Steamboat Springs Editor’s note: Clark resident Mary Walker volunteers at the Tasaru Girls Rescue Centre in Narok, Kenya. The center was built in 2002 and provides a safehouse for Maasai girls who have escaped or been rescued from female genital mutilation and forced childhood marriage. Walker’s updates from Kenya appear periodically in the Steamboat Today.
Kenyan primary and secondary schools are on holiday for August. There was talk that many schools would actually have to close early because cash shortages threatened food supplies for students. This was brought on in part by a reported 4 billion Kenyan shillings missing from the Ministry of Education. With pressure mounting on the government to do something concrete about the latest in a long line of mishandling of public funds, officials announced that indeed they could release money to schools to supplement their food stocks until the normal closing date. Coincidentally, the government is promising to hire 10,000 teachers to reduce the estimated 60,000 teacher shortage.
These kinds of gestures are quite common here at a time when the “wananchi” (the people) are under constant and severe financial stress while their government officials are living the high life. The cost of basic staple foods has increased by 300 percent in the past couple of months. Most of the members of Parliament are refusing to pay taxes on their pay of 850,000 Kenyan shillings a month (at current exchange rates that’s about $9,500 a month). They claim that their government salaries are so tied up in loans and mortgages that they don’t have the cash to pay taxes. The housekeeper where I stay in Nairobi is paid about $27 a month.
The half dozen folks who hope to run for president next year have made a grand show — and photo ops — of paying their taxes.

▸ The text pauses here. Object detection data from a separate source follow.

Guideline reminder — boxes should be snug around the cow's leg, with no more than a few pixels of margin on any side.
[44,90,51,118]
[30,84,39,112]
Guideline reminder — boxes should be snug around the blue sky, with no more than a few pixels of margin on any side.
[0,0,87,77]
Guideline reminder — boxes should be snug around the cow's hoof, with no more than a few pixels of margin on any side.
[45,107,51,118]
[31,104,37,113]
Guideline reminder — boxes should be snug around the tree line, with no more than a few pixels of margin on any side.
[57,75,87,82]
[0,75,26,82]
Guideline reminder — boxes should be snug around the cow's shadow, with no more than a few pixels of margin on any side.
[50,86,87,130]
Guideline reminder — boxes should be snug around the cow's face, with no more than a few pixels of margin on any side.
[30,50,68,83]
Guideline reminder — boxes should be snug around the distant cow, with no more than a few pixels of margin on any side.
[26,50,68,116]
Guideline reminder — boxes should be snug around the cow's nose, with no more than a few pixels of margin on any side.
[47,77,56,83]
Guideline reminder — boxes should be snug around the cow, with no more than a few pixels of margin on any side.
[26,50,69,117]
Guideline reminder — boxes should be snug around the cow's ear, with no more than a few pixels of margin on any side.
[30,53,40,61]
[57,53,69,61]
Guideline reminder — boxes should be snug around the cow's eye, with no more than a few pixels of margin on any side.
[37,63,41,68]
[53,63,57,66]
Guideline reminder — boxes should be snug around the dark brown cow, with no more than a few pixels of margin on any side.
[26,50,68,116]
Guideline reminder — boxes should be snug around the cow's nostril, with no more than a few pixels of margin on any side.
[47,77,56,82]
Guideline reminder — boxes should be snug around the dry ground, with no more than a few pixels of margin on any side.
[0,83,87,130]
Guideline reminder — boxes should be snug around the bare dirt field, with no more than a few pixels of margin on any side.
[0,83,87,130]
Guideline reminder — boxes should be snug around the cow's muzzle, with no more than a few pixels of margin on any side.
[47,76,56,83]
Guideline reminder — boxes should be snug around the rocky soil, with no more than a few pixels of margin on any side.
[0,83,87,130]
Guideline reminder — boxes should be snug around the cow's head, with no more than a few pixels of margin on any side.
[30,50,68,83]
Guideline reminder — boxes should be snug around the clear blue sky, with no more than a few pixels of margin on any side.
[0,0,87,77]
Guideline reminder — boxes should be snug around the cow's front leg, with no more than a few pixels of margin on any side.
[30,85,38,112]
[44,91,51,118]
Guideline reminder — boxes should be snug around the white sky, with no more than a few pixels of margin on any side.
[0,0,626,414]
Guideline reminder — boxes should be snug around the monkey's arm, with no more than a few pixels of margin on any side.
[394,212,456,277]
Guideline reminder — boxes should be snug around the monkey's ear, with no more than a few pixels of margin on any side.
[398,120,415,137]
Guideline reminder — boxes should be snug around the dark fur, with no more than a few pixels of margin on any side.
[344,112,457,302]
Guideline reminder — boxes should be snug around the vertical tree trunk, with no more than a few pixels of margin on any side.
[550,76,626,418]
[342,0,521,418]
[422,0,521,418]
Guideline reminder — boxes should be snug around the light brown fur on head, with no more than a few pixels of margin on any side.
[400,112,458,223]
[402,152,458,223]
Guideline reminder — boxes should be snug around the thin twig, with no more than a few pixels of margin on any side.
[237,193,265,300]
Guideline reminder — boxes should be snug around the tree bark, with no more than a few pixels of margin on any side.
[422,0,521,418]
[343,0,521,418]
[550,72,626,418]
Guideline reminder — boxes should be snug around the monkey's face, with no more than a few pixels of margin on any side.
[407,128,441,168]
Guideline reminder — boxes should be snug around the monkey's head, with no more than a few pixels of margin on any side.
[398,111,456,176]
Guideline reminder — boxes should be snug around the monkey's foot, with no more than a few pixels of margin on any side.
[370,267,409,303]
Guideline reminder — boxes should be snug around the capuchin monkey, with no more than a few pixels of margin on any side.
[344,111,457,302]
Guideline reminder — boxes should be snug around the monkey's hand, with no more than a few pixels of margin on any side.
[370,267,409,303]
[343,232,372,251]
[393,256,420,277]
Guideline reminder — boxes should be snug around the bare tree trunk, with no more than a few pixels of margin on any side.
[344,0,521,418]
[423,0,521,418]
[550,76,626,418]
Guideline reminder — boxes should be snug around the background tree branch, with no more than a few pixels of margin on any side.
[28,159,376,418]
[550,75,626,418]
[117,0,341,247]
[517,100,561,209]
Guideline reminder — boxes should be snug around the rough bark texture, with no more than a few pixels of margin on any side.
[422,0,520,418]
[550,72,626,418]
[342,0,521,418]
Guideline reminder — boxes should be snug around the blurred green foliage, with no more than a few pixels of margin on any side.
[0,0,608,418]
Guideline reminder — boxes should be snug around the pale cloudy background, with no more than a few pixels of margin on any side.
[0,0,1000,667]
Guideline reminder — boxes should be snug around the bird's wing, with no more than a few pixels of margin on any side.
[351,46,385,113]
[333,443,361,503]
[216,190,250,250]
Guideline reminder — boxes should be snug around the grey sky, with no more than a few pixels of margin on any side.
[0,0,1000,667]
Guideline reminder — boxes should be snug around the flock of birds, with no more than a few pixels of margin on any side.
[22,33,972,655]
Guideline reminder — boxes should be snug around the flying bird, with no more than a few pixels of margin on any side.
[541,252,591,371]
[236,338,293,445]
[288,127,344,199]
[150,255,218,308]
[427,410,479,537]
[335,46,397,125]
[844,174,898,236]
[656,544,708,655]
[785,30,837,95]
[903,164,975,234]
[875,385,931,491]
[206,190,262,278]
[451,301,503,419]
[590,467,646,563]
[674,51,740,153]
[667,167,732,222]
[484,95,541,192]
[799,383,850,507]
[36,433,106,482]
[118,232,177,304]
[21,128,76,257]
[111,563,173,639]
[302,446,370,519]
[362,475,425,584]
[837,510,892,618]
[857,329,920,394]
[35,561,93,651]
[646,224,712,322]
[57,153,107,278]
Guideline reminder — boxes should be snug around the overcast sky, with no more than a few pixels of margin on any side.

According to something I read a couple of years ago, Kenyan members of Parliament are the highest paid government officials per capita in the world. I hope that all of this is quite absurd for readers in light of what is happening to a reported 10 million people in Somalia and northern Kenya who face imminent starvation. And for those who don’t see the connection between “aid” and profit — note that the tents provided to the refugees sport a very visible “UNHRC” (United Nations Human Rights Commission) logo for all of the donors back home to see on TV.
A recent poll here in Kenya showed that more than 60 percent of the members of Parliament would not be re-elected if the elections were held today. There is to be an election in 2012, but no one knows the date yet as the different wings of government quibble about the implementation of the new constitution. National ID cards have not been available for more than a year now, meaning that all of the young people of the country who have completed high school recently will be shut out from being able to vote. It is not lost on anybody that this demographic is almost precisely the 60 percent who would throw out the current Parliament.

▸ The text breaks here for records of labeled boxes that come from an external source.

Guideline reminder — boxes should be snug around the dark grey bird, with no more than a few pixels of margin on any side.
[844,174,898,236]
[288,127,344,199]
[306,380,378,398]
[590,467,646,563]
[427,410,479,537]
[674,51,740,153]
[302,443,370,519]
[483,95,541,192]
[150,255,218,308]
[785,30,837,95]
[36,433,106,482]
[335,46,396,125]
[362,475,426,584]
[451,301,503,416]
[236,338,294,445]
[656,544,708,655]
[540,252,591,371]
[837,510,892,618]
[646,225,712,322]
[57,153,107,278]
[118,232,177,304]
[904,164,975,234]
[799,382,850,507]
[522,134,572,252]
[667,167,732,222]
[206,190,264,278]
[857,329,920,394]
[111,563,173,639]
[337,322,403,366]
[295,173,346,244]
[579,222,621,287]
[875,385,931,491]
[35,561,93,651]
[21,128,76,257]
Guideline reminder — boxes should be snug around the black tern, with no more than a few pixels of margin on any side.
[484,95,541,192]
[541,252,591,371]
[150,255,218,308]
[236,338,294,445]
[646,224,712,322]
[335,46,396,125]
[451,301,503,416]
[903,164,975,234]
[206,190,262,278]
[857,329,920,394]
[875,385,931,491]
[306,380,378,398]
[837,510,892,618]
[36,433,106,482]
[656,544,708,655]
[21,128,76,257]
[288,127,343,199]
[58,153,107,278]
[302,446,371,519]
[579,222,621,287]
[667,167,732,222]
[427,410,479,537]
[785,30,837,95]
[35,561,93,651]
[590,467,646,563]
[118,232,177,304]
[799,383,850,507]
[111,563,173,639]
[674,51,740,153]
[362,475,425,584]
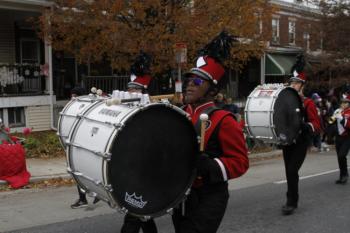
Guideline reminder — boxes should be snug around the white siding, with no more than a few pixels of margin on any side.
[0,14,15,63]
[26,105,51,131]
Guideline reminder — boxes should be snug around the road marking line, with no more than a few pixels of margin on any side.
[273,167,350,184]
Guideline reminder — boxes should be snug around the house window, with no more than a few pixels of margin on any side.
[7,107,25,127]
[288,21,295,45]
[272,18,280,44]
[20,39,40,63]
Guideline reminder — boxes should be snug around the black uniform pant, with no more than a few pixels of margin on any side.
[77,185,87,202]
[120,214,158,233]
[283,139,310,207]
[172,182,229,233]
[335,135,350,177]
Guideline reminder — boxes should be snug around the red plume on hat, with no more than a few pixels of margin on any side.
[289,54,306,83]
[128,51,152,89]
[185,31,237,85]
[341,94,350,102]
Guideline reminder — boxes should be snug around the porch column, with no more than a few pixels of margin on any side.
[260,52,266,84]
[45,42,52,94]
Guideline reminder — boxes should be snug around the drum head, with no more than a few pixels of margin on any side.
[273,87,302,145]
[108,105,198,217]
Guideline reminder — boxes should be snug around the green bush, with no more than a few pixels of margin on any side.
[15,131,65,158]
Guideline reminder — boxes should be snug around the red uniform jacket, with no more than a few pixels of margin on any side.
[185,102,249,182]
[304,98,321,134]
[338,108,350,136]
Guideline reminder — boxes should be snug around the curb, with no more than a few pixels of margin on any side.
[248,150,282,159]
[0,150,282,186]
[0,173,72,186]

Under these conditions, the government must routinely throw a lifeline to the people to preserve the very acquiescence and subservience that characterizes life here. Recently it was this miraculous finding of funds for schools to buy food for the remaining week of school; at other times it was a government announcement that it would honor its agreement made three years ago but never fulfilled to raise the basic salary for government-posted teachers, or that the government would step in and control the cost of petrol, maize and potatoes by cracking down on unscrupulous middlemen.

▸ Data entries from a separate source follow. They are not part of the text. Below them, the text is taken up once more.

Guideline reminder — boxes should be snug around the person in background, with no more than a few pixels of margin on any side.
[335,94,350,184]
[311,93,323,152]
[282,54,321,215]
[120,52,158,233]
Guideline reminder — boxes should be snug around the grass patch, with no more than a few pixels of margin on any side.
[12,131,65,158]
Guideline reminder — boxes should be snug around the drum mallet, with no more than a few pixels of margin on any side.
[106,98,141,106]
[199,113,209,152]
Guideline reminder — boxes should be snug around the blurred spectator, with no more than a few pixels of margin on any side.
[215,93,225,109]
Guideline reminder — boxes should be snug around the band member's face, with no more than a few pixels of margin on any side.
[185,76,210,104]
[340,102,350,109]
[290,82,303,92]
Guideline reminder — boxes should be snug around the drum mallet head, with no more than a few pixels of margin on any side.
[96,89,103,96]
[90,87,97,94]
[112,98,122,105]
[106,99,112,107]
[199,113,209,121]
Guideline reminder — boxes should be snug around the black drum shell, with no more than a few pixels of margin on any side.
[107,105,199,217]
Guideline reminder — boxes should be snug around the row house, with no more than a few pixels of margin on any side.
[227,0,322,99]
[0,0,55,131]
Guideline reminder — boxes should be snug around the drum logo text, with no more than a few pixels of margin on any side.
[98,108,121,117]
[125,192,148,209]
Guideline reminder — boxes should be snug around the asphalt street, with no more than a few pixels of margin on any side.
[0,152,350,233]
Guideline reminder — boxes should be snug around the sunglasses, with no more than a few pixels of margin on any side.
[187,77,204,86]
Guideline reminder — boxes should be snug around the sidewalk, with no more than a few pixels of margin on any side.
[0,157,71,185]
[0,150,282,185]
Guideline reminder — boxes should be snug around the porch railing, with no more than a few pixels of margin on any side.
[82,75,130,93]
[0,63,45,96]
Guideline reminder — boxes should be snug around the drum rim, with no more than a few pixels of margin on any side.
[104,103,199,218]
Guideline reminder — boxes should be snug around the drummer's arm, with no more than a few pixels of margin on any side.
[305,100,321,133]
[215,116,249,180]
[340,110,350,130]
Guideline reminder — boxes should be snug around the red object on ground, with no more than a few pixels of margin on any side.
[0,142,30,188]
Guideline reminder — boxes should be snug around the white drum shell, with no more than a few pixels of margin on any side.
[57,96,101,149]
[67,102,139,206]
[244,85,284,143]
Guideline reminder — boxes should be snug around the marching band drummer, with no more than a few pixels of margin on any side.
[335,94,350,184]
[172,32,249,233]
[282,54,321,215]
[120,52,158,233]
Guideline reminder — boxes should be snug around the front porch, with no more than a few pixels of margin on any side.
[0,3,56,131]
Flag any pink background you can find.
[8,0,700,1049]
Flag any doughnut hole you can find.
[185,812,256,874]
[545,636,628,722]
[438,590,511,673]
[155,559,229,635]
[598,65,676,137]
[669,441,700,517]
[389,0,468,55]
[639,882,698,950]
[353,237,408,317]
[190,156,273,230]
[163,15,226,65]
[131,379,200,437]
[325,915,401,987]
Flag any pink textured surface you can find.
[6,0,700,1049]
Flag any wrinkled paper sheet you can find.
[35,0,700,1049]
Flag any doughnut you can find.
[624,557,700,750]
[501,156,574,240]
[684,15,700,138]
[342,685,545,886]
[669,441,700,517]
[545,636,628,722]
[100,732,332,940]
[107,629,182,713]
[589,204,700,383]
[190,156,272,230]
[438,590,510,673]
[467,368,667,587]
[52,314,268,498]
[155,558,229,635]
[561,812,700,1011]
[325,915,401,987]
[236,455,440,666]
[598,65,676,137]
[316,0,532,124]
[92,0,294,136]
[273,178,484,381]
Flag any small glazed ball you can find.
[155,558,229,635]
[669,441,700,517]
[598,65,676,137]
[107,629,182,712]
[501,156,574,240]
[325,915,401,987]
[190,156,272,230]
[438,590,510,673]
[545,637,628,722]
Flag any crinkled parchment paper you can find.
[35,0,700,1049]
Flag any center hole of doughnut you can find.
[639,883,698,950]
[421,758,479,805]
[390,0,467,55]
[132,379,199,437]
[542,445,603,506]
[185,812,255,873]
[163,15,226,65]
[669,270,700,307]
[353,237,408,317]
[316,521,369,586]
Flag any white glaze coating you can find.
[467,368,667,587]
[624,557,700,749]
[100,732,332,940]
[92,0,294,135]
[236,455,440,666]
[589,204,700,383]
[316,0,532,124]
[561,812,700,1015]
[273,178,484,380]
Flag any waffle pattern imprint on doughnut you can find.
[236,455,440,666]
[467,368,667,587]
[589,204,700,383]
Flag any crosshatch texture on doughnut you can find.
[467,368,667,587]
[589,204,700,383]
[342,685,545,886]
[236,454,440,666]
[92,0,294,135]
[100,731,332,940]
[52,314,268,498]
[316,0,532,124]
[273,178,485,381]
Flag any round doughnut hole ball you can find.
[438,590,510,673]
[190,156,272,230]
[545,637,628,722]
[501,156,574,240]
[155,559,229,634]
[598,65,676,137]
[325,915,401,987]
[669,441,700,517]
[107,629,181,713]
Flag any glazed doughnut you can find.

Supposedly, the seven public universities will have a “double intake” this fall in order to absorb tens of thousands of deserving students who have been waiting for over two years to receive their government-subsidized place in school. I read three of Kenya’s leading national newspapers every day, and every day there are articles of pronouncements of what the government has planned as their promises to improve the state of education here. Most of the pronouncements come from task forces, study panels and working sessions held at posh resorts in Mombasa or Naivasha — all, of course, at the wananchi’s expense.